Najpierw rolnicy rozmawiali o nich z marszałkiem Sejmu Szymonem Hołownią. Z jego strony usłyszeli propozycję okrągłego stołu. Tłum nie był zadowolony. Spod Sejmu przeszli pod Kancelarię Prezesa Rady Ministrów. Nie przyjął ich jednak Donald Tusk, który przebywa na spotkaniu Grupy Wyszehradzkiej w Pradze – a szef kancelarii Jan Grabiec.
"Rząd od ponad dwóch miesięcy robi wszystko, żeby zabezpieczyć nasz rynek, żeby zabezpieczyć naszych producentów. O szczegółach będziemy rozmawiać. Zależy nam bardzo na tym, żeby to była świetna rozmowa, żebyśmy nie rozmawiali o kontekście, bo wszyscy wiemy jak jest w tej sytuacji "– mówił Grabiec, który też dodał: "Żadne państwo Unii, które bazowałoby na produkcji roślinnej, nie byłoby w stanie się obronić przed otwarciem granicy w taki sposób i w takich warunkach. Są te rzeczy, które powinniśmy zrobić na „już” w ciągu najbliższych dni, w ciągu najbliższych tygodni i chciałbym, żebyśmy o tym dzisiaj szczerze tutaj porozmawiali".

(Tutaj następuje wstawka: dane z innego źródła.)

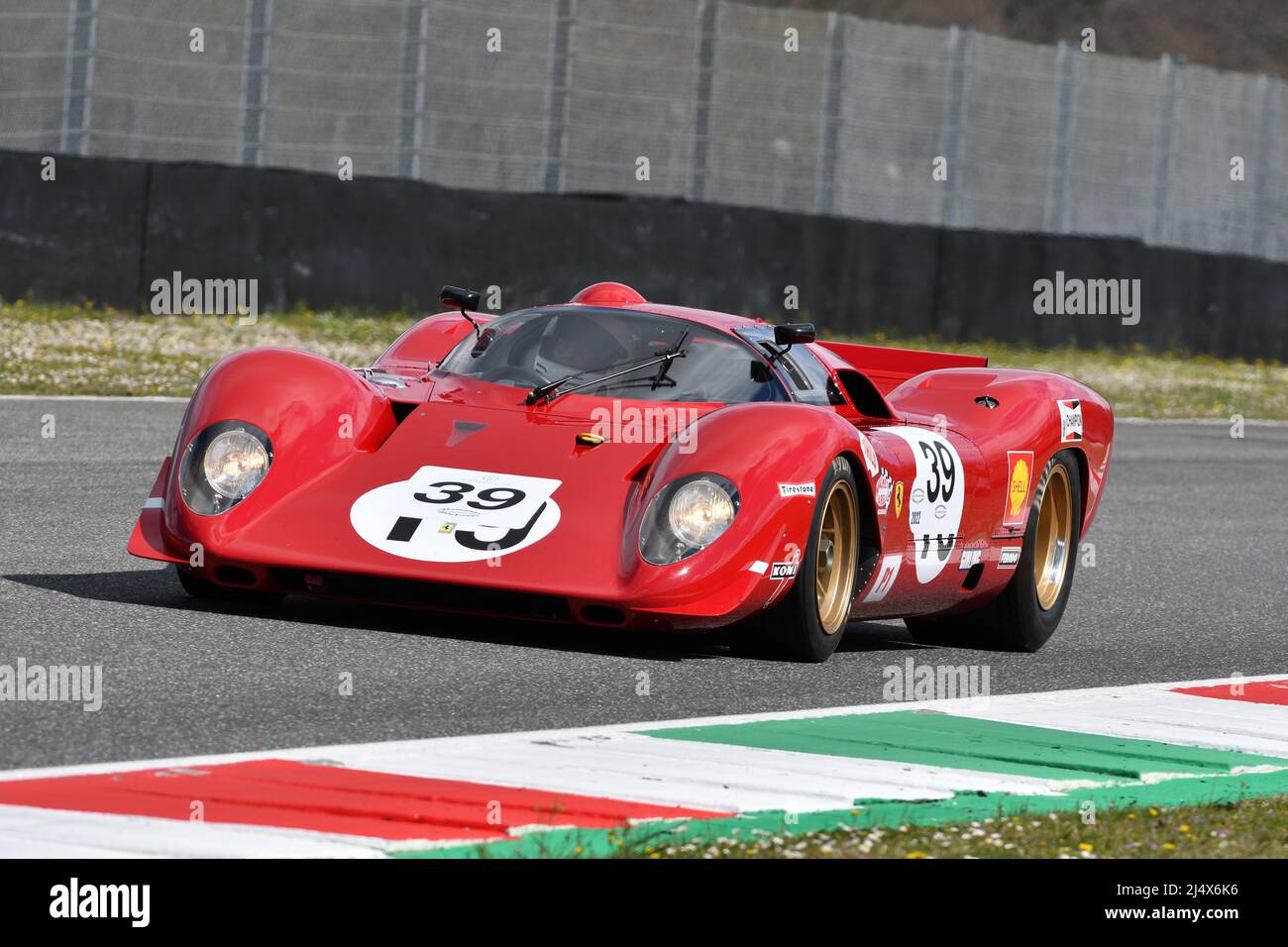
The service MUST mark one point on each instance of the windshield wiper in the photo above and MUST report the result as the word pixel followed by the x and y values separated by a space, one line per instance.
pixel 548 392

Rolnicy nie byli zadowoleni z postawy koalicji 13 grudnia. "Musieliśmy opuścić spotkanie, gdyż dostaliśmy propozycję, że dopiero do 7 marca zostaną wypracowane pewne kompromisy. Niestety nie padło nic konkretnego. Nic, co sprawiłoby, że dalej będziemy chcieli siedzieć i rozmawiać", przekazał rolnikom zgromadzonym przed kancelarią Szczepan Wójcik, jeden z liderów protestu.
Protesty mają więc trwać dalej. Kolejny w Warszawie ma nastąpić już 6 marca. "Nadal będziemy protestowali, nadal będziemy blokowali, nadal musimy walczyć o siebie, swoje rodziny, bezpieczeństwo żywnościowe i polskie rolnictwo" , podkreślił Szczepan Wójcik.